Medfield proved the company could.


Intel CTO Justin Rattner Holds Wafer of Rosepoint Dual-Core Atom CPUs w/ Integrated Digital WiFi Radio

Haswell's 10W target will allow the chip to squeeze into some of the convertible laptop/tablet form factors we saw at IDF, while Bay Trail -- the 22nm, out-of-order successor to Clover Trail -- arrives in 2013 as well. While most folks have been trading blows over whether or not Intel could compete with ARM's CPU power consumption, Santa Clara has been busy designing every other aspect of the system for low power consumption and saving a lot of wattage in the process.



If a device's CPU only consumes 15-20% of the total, it doesn't much matter if its ARM or x86. Intel has positioned itself as a leader in lowering device power consumption in a way that no other company has matched to date. It's not clear that any of them have the stomach to try. AMD hasn't just sworn off cell phones, it's officially given up on competing with Intel's process technology and is emphasizing the idea of using established building blocks of IP.

That approach sounded great in the late 90s and early 2000s, but IDF was just the latest example of how the pendulum is swinging back towards integrated device manufacturing.

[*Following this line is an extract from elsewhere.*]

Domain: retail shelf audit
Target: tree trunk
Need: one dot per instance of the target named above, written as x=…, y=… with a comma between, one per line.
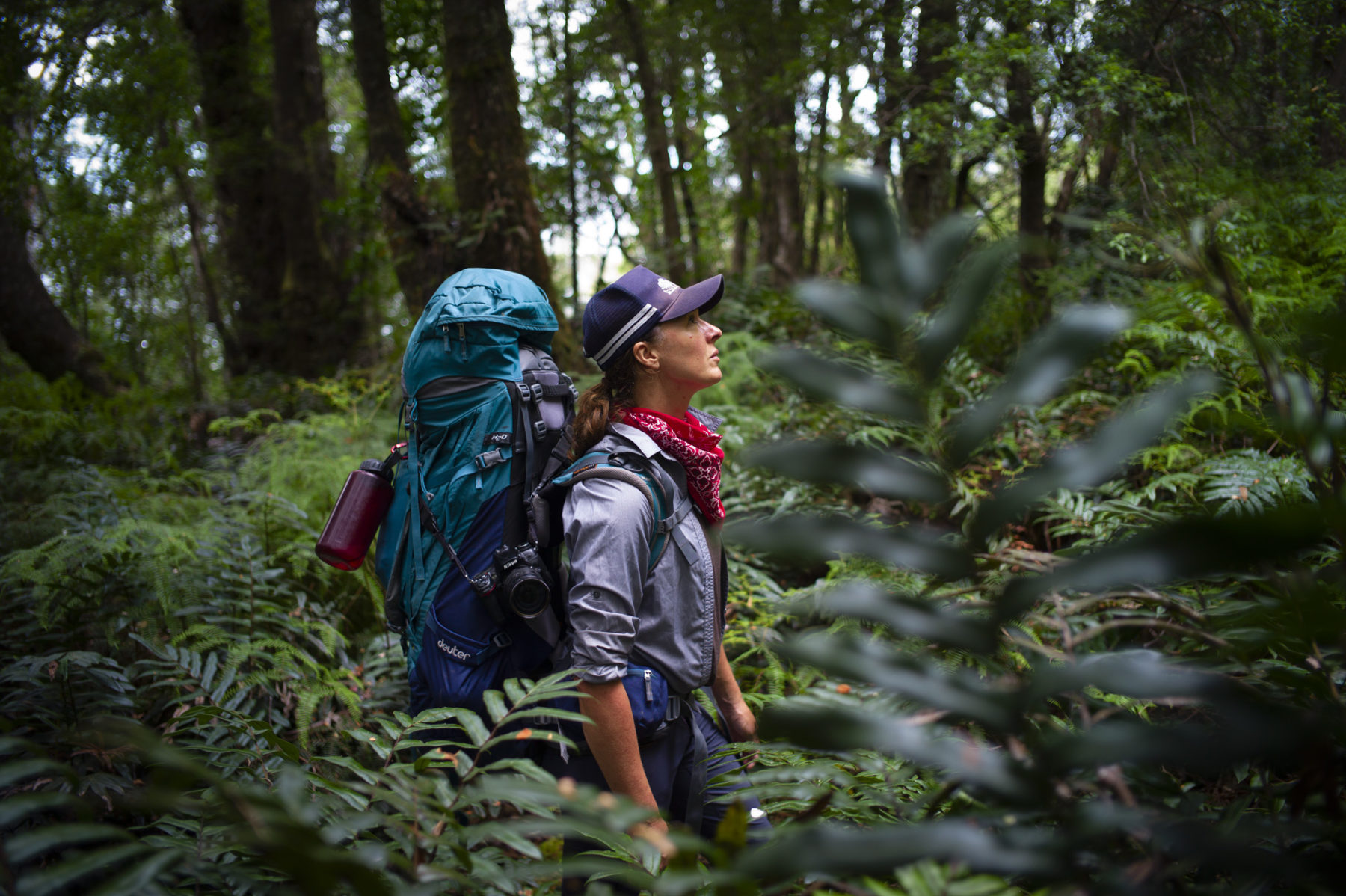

Intel is the only IDM left standing in consumer hardware or smartphones. Samsung is close, but the pro-Apple verdict of several weeks ago could disrupt the company's entire roadmap. Apple is beholden to Samsung, NVIDIA and Qualcomm are dependent on TSMC, and AMD depends on GlobalFoundries.

When Atom goes out-of-order next year, Intel will have a top-to-bottom product stack that addresses desktop platforms through smartphones. It'll have its own native implementation of everything from radios to graphics. With those advantages, the company will have what it needs to cause serious disruption in the high-end of the market, where a lot of the revenue is.

I'm willing to stick my neck out and call this one early. By the end of 2013 (assuming ship dates don't slip), Atom and Haswell could account for a significant percentage of convertible/tablet sales, even if ARM anchors itself in lower-end or cheaper devices. By the end of 2014 and the launch of Broadwell, Haswell's 14nm successor, Intel will have claimed a majority of the tablet and smartphone market, with ARM increasingly driven into lower-end, less profitable devices. By that point, we'll be talking about laptop dual-core processors with 5-7W TDPs.